I was intrigued by the work of Czech artist Eva Kotátková when I saw her small objects and collages arranged across a broad horizontal pedestal in the central pavilion at the 2013 Venice Biennale. More recently, the artist was represented in the New Museum’s Triennial exhibition through an installation of metal restraints, furniture, and collage across a yellow wall. The artist materializes how we are socially and psychically bound, and this remains true of her new work on view in the solo exhibition Error at the International Studio and Curatorial Program (ISCP) in Brooklyn. The archives of an asylum inspired Kotátková in collages, metal sculptures resembling medical apparatus, and performative objects meant to be worn on the body, all of which display the artist’s recurring concern with constraint and institutional systems.

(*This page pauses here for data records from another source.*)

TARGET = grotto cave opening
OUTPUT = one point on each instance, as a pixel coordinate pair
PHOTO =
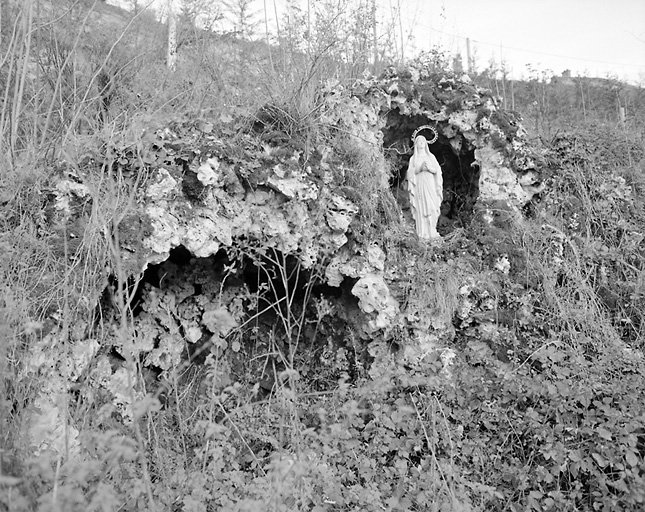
(455, 156)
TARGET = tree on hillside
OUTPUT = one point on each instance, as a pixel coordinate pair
(242, 15)
(202, 14)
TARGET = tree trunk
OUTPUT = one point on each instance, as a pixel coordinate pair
(171, 56)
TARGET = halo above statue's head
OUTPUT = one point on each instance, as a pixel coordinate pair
(435, 133)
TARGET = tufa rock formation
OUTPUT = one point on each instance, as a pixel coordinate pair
(237, 231)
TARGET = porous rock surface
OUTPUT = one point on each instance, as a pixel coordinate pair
(209, 185)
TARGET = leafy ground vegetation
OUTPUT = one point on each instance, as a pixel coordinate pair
(535, 400)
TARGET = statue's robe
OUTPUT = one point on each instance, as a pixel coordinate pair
(425, 186)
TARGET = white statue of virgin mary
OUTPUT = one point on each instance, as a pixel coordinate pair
(425, 185)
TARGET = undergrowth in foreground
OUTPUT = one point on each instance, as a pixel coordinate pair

Of the works on view, Anna (pictured above) was one of my favorites. This surreal and unwieldy marionette visualizes the psychological barriers that can separate us from others–that muffled sense of isolation that Sylvia Plath referred to as the descent of the bell jar–and is based on a record of the asylum. A psychiatric patient had drawn herself wrapped in a rug, believing that no one could see her inside. Kotátková reinvigorates the pathetic fallacy with new life, as Anna becomes a vehicle for communication rather than isolation. Anna is part of Kotátková’s Theatre of Speaking Objects, a series in which she tries to make objects function as vehicles for communication. Detailed wall text and titles clue the viewer into the historical inspiration. This familiarity is useful when encountering the video on view in the other room, which deals most elaborately with the records left by a past patient.

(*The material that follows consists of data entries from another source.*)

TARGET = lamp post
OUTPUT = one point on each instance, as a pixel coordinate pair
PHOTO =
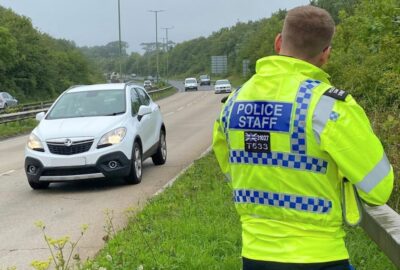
(120, 45)
(166, 42)
(155, 13)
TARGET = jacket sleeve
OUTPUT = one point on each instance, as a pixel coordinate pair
(349, 139)
(221, 149)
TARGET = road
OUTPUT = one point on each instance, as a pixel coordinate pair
(64, 207)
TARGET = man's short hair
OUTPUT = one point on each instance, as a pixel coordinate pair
(307, 30)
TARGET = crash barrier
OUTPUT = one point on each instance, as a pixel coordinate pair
(27, 107)
(382, 224)
(18, 116)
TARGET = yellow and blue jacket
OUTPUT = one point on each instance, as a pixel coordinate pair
(285, 141)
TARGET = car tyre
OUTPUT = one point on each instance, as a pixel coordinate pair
(39, 185)
(135, 175)
(160, 157)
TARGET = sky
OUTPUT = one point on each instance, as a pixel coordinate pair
(95, 22)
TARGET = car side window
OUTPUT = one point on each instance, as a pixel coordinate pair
(135, 101)
(144, 98)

The artist also used records from the asylum to create The Judicial Murder of Jakob Mohr, a new video work that features an inmate defending himself in a patently artificial setting of cardboard and paper crowns. Filmed at the Bohnice Psychiatric Hospital in Prague, the video presents a staged trial performed in the hospital’s theater with professional actors, staff, and patients. The artist was inspired by a drawing in which a patient had depicted himself as a defendant on trial in a courtroom of masked doctors or fellow patients who are conspiring to betray him. Does such a drawing or video represent the patient’s perception of real events in his life, or does it suggest a personification of his mental struggles? An alternative is to ask whether such paranoia forms an apt, if Kafakesque, lens for human experience.

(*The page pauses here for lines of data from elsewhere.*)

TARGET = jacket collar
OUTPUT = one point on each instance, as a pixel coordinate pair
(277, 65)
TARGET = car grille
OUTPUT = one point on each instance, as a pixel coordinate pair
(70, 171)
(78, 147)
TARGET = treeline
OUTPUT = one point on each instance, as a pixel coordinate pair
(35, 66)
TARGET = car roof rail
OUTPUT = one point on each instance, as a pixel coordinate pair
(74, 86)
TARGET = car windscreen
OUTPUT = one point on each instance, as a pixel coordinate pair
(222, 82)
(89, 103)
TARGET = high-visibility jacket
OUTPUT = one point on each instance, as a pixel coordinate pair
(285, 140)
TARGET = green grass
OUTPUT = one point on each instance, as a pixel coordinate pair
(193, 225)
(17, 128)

Kotátková creates so many objects that imply the body that it is especially rewarding to see her imagination come to life through the performances in The Judicial Murder of Jakob Mohr. In the video, like all of the works on view, her focus on the relationship between human bodies and the oppressive institutional structures that surround and regulate them is both playful and disconcerting, theatrical and earnest.
Eva Kotátková: Error is on view at ISCP until April 8.